The deep concern of the AHIP folks will translate into some policy change, you can bet on that. But the deep concern of Medicare Advantage patients will not do much. They are not seen as stakeholders. Widgets. One and all. If adjustments are made it will be money-motivated not care-centered. Human rights be damned. We have friends to protect here.

My husband is but one of millions serving as sad examples of what the market wants to do with us all. He carries his Medicare coverage, pays that monthly premium out of his Social Security and also carries and pays for a Humana plan as well. Humana also gets to zap his Social Security directly for their premium. Like that market driven approach? He should have the "gold standard," eh? Not so much.

When we recently moved from Illinois to the DC area, we found that even his Medicare coverage is now not in effect and will not be honored by any provider here - unless and until the almighty Humana either allows his coverage to transfer or drops him from their roles. Really. That's the grim reality for people hog-tied to the for-profit insurance industry. Medicare-eligible folks become healthcare system refugees as the government continues to collect the monthly premium and Humana also pockets their share.

And what if my husband has a health problem tonight? Well, he'll just have to take his chances and either wait it out, hope not to die, and beg for care - or he'll die wondering how his own public plan was so subverted to the for-profit industry that he signed away his own right to treatment. A worker and taxpayer for more than 50 years - he is paying for two forms of coverage and yet has no coverage. He is denied. He is being bilked - and all with the blessings of both Republicans and Democrats.

My husband is not singled out by any means - he is one of millions from whom the insurance companies we're being asked to trust are taking money and providing no service and no coverage in return. It is racketeering in the classic sense. And our government is part of the racket stealing from us. They just don't care enough to fix it with any sense of urgency. Widgets.

The private, for-profit insurance companies want to do more of the same with the whole lot of us. They'll have to be cagier this time, but the insurance giants clearly know how to work the system to their benefit.
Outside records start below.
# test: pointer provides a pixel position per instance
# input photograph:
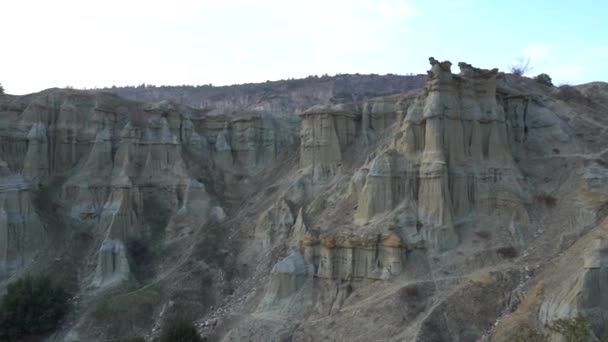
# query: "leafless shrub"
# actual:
(137, 118)
(483, 234)
(508, 252)
(521, 66)
(546, 199)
And if folks like my husband die, well, it's just one of the costs of doing business.

So before we all jump too high in praise of anyone's new plan for us in terms of healthcare reform, let's have a look-see at what we - the patients and the peons who pay the bills - stand to gain from reform.

Right now, we've sold out our most vulnerable folks. We force people on Social Security to pay for insurance they cannot use. Do we care? And we want these companies that were willing to sell out our most vulnerable citizens to be charge of our entire healthcare system? Come on. Get real. Follow the money. Follow the widgets.

Will we really reform healthcare or just bail them all out - all the big money interests and industries - one by one by one until we truly have shifted all of our wealth to the top and left the rest of us groveling at the bottom? Or might we see it another way, as civilized people with a need to care for one another in a civilized way at a price this nation can afford? The single payer solution is not un-American, it is just the opposite. It is far more in line with American values of fairness and justice and fiscal responsibility than the convoluted, corrupt system that would funnel our hard-earned dollars straight to the top without regard for our national well-being.

Follow the money. And that cash does not presently lead to you and to me getting a fair shake. We'll have to fight for it. Or we'll die for it. When the next summit is convened, do you suppose it could start with the basic premise that healthcare is a basic human right and first design what we think we need to provide that right to our citizens - one and all? That would forever change the discussion and drive the agenda accordingly. We're not there yet. And it remains to be seen if this President can set that tone and that agenda.